It isn’t the New Year yet and this is not a personal journal to dwaddle on about insignificant day to day motions.
Spellcheck says that I just created a new word called dwaddle. I like the word and it seems to convey the monotonous and boring read that would be someones day to day. Detail by detail.
Like the fact that I just reached back and cracked my back. It was very satisfying. So lets stop dwaddling here. Lest we become dwaddlers.
Lately I have been spending a lot of time looking at my tattoo on my forearm, the one that reads “By Grace Through Faith” in script. I often think about getting a second tattoo to further my commitment to my beliefs and statements but I worry that a new tattoo will take away from the importance and significance that is my first and currently only tattoo.
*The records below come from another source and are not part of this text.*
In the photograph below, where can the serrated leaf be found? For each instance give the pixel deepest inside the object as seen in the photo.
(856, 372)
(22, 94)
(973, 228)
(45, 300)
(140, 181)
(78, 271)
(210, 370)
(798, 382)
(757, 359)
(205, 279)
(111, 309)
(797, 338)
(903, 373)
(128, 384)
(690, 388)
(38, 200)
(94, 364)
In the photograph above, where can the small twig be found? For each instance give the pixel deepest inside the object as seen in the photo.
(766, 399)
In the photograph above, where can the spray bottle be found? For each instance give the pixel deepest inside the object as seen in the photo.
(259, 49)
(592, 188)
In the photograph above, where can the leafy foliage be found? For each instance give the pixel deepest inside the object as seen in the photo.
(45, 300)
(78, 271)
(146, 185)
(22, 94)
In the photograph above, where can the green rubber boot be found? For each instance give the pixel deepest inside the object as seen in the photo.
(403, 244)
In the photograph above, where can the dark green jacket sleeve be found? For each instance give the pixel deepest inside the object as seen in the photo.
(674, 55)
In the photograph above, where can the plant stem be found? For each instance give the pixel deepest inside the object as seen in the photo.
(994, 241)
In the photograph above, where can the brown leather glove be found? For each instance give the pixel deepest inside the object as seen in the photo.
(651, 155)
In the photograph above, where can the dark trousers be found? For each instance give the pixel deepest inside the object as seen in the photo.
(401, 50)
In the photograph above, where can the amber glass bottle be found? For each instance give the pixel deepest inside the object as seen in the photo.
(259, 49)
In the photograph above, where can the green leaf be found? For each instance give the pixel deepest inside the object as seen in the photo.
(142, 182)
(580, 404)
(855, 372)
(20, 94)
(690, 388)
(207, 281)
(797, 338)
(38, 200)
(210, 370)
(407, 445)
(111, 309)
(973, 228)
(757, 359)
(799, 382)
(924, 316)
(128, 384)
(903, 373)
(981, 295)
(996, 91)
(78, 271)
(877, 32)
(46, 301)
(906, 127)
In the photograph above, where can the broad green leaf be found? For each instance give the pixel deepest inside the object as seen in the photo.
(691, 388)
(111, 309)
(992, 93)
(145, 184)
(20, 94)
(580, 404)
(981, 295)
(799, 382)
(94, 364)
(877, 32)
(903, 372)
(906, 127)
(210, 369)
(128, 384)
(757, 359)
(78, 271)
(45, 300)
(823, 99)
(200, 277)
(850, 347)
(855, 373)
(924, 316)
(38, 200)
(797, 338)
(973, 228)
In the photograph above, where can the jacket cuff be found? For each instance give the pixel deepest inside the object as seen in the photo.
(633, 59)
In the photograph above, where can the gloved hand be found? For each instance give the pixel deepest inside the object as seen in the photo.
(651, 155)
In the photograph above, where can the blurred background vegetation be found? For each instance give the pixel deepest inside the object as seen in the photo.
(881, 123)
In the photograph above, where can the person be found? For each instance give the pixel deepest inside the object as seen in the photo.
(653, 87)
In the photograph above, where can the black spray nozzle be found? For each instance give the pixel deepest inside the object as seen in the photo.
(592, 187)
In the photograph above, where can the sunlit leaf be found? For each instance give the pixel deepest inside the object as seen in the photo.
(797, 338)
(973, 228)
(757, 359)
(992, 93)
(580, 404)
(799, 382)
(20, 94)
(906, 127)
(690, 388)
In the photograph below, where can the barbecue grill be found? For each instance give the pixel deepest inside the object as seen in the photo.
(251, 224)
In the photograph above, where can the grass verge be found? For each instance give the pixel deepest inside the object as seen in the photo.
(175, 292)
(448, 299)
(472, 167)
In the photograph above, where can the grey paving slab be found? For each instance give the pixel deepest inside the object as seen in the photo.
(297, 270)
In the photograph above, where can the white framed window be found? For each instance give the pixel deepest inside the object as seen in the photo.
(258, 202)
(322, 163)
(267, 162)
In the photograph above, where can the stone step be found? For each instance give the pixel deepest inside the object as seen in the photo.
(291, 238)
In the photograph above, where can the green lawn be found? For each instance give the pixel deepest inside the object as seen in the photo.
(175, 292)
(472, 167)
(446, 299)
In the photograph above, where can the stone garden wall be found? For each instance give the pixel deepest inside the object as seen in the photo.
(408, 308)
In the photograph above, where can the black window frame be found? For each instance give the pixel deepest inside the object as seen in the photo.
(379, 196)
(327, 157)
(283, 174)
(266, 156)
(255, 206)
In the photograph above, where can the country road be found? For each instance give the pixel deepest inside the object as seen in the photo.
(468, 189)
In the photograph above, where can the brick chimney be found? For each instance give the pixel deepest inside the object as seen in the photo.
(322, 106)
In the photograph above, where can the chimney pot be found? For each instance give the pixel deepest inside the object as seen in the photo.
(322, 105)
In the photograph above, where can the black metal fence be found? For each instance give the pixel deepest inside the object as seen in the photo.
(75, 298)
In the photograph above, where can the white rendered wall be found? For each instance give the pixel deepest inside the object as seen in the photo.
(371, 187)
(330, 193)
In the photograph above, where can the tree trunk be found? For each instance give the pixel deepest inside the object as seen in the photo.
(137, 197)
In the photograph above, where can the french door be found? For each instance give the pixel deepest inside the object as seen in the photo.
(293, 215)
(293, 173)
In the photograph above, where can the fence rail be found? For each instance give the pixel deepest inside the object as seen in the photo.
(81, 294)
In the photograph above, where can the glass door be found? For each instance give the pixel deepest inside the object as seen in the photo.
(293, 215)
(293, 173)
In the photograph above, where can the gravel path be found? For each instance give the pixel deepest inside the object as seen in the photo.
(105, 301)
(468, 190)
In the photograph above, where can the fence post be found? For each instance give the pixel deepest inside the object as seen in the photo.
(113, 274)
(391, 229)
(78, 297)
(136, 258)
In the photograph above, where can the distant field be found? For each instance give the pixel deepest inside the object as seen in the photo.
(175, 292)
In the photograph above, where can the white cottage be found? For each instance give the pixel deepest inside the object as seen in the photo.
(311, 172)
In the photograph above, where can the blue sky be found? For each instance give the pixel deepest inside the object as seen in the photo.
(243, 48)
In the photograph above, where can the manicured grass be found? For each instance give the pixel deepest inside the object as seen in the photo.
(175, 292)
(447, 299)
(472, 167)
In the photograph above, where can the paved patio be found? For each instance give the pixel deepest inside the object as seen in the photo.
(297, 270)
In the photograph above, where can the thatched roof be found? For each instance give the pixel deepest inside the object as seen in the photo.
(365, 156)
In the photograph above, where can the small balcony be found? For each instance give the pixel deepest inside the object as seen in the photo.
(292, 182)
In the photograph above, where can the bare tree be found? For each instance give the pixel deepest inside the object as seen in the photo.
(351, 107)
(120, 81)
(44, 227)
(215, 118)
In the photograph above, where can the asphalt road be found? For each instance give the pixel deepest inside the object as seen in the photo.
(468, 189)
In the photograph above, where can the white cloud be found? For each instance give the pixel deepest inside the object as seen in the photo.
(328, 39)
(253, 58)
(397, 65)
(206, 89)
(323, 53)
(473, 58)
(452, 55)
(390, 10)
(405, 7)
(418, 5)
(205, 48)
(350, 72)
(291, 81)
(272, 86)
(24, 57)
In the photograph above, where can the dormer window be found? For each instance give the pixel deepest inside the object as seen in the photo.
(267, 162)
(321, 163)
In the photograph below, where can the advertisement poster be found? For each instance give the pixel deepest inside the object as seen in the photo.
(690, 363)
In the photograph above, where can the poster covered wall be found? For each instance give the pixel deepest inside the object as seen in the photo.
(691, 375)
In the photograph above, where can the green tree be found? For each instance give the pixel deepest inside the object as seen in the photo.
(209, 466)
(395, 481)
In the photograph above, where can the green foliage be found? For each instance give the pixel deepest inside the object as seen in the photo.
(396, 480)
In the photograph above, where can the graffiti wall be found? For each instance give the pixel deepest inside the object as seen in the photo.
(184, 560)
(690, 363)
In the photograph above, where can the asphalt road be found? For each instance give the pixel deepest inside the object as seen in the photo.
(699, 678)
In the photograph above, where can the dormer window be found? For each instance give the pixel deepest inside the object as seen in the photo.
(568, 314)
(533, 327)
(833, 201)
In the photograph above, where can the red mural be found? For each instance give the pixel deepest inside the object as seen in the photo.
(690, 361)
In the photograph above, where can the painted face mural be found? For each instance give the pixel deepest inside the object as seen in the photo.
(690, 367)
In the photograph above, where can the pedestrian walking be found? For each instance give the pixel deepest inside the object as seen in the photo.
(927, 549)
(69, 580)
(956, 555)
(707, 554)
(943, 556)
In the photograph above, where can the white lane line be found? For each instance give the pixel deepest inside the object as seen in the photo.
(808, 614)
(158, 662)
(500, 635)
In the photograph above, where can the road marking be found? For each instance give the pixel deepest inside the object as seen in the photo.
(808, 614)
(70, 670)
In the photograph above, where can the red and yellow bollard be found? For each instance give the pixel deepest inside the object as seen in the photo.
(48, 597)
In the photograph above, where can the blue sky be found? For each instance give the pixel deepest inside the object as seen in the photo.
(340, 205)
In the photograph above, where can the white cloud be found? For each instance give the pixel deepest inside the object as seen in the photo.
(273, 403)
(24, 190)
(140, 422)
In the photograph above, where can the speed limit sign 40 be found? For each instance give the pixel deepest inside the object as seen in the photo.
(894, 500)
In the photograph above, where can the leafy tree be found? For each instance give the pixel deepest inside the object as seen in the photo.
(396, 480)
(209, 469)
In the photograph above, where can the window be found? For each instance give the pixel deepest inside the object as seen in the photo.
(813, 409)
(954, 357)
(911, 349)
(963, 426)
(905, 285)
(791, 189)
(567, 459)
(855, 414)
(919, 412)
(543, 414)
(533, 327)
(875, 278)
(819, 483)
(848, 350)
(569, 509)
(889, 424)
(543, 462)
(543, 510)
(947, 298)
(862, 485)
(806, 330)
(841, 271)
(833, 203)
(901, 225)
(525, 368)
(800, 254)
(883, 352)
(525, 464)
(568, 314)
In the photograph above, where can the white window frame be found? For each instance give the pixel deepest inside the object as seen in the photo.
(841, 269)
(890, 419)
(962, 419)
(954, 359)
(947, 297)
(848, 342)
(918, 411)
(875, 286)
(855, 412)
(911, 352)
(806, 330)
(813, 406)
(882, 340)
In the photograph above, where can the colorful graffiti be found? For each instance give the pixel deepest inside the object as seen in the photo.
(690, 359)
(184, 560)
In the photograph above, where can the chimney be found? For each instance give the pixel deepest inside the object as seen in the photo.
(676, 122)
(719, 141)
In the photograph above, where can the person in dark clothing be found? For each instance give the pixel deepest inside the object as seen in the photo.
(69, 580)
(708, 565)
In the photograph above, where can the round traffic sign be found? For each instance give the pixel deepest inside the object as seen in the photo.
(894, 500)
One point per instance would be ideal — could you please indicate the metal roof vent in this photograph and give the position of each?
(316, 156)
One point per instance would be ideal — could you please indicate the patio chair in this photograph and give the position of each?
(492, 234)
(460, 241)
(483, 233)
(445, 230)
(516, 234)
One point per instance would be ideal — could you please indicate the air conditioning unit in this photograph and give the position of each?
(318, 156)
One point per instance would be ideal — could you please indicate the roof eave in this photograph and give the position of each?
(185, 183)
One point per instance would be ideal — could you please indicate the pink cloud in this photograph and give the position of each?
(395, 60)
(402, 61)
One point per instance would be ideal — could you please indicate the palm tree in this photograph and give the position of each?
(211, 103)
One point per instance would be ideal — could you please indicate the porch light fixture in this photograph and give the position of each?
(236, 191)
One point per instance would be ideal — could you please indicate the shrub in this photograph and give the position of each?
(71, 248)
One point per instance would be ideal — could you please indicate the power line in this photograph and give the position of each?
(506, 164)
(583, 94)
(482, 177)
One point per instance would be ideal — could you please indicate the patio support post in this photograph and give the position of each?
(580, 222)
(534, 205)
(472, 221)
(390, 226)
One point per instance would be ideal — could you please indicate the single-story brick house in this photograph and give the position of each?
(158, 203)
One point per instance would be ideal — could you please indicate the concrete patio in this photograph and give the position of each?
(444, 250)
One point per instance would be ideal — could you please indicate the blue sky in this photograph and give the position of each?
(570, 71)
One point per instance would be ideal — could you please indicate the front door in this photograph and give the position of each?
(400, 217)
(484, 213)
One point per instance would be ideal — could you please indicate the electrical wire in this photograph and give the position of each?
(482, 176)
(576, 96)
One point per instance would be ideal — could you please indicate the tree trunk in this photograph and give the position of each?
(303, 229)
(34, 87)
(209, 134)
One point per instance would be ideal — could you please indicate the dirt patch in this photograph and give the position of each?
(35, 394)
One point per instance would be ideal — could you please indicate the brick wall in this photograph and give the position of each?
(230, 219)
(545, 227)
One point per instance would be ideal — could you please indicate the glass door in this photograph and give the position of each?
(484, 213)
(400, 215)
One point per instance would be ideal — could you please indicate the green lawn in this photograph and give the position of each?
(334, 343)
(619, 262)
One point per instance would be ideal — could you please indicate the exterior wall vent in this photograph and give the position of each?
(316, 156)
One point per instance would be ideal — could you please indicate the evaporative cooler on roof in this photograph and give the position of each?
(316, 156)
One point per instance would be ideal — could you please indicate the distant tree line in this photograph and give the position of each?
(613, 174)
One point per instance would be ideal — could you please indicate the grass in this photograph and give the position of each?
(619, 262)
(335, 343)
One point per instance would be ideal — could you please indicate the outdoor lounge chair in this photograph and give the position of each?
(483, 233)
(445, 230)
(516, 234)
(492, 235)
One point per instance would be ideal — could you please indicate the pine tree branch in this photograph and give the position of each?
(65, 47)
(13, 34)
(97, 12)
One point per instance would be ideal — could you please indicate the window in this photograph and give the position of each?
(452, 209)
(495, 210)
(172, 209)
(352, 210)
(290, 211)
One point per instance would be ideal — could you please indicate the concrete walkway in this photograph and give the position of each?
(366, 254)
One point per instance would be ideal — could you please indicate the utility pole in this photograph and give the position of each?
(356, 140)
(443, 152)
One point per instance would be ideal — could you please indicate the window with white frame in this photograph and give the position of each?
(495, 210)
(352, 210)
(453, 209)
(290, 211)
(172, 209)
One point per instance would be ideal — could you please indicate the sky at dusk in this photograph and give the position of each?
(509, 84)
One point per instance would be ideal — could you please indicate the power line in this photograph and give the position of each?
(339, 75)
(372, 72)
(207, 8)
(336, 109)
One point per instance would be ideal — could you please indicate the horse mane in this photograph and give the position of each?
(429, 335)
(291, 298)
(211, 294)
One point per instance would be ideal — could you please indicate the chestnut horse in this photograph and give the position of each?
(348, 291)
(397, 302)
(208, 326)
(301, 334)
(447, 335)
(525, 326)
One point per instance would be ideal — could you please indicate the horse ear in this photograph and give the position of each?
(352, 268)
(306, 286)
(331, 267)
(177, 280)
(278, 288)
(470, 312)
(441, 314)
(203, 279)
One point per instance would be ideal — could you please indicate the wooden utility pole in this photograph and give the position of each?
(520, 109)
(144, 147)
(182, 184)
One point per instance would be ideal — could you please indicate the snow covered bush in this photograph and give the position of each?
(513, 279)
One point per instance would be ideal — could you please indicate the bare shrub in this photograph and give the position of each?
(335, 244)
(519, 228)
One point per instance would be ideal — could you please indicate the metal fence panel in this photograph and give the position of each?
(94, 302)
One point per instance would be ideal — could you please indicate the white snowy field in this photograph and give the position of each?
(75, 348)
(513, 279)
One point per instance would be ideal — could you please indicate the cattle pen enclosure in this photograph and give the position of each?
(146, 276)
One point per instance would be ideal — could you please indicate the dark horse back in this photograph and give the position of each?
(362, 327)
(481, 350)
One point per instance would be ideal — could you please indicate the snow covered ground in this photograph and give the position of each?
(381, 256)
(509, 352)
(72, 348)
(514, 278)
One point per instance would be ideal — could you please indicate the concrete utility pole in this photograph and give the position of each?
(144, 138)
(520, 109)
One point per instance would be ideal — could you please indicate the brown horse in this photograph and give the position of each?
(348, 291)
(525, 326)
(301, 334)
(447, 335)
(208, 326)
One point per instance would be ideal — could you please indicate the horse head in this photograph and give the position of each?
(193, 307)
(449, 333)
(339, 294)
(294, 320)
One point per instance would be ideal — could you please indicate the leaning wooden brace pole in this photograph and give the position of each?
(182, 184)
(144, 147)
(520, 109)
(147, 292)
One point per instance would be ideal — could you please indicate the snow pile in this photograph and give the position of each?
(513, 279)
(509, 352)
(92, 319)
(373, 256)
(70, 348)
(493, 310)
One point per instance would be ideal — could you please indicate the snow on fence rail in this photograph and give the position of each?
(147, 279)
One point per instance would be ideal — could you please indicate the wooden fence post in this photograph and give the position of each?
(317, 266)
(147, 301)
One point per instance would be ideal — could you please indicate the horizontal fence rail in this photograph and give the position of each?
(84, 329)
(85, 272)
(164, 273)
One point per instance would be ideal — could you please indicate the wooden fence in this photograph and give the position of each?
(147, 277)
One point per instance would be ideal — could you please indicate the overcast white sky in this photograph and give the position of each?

Man oh man does that tattoo mean a lot to me. I don’t always honor my commitment and purpose of placing this ink upon my skin but that doesn’t make it fade away. This ink is here for life. Only i can see its little imperfections but it is there with me always and forever. The question remains though, would a second tattoo devalue what i already have.
Before you get upset about me dwaddling. I wasn’t. Always keep your eyes open for metaphors and analogies with this writer. They come from everything. I once compared myself to dirty laundry and explained Christ as my spin cycle. That flips my World round and round until I am clean. I still kind of like that image though. Well I digress. Back to tattoos.
I know that when I do get another tattoo. It will be unique and different. It will hold its own importance. It will not overshadow my first tattoo. They will be equals. Separate but equal. I am normally against segregation but not this time.
I can’t say with my full heart that this tattoo conundrum carries over to relationships in life. We would all love to know our friends and loved ones as well as I know my ink. The truth is, you can have the closest friend for any number of years and one day see a brand new scar across their chest that you never could have imagined existed.
The new tattoo. Now that represents change. Change in so many capacities. A newness in a sense. A newness that a tattoo would deal with without a problem. A newness that a relationship will handle in an unpredictable manner.
It may quite possibly overshadow that original tattoo and surely will change its value, its meaning, its purpose. It is hard. Life can’t always be predicted. It is stagnant sometimes with inevitability. It is unstable, as are people, even those we love.
I don’t’ know where this post is going. I am just preparing. I urge you all to never fear change and preparation for that change. Always bring your best to this challenge that is life. Don’t let the importance of that first tattoo disguise the potential of a second and new tattoo. Be prepared friends.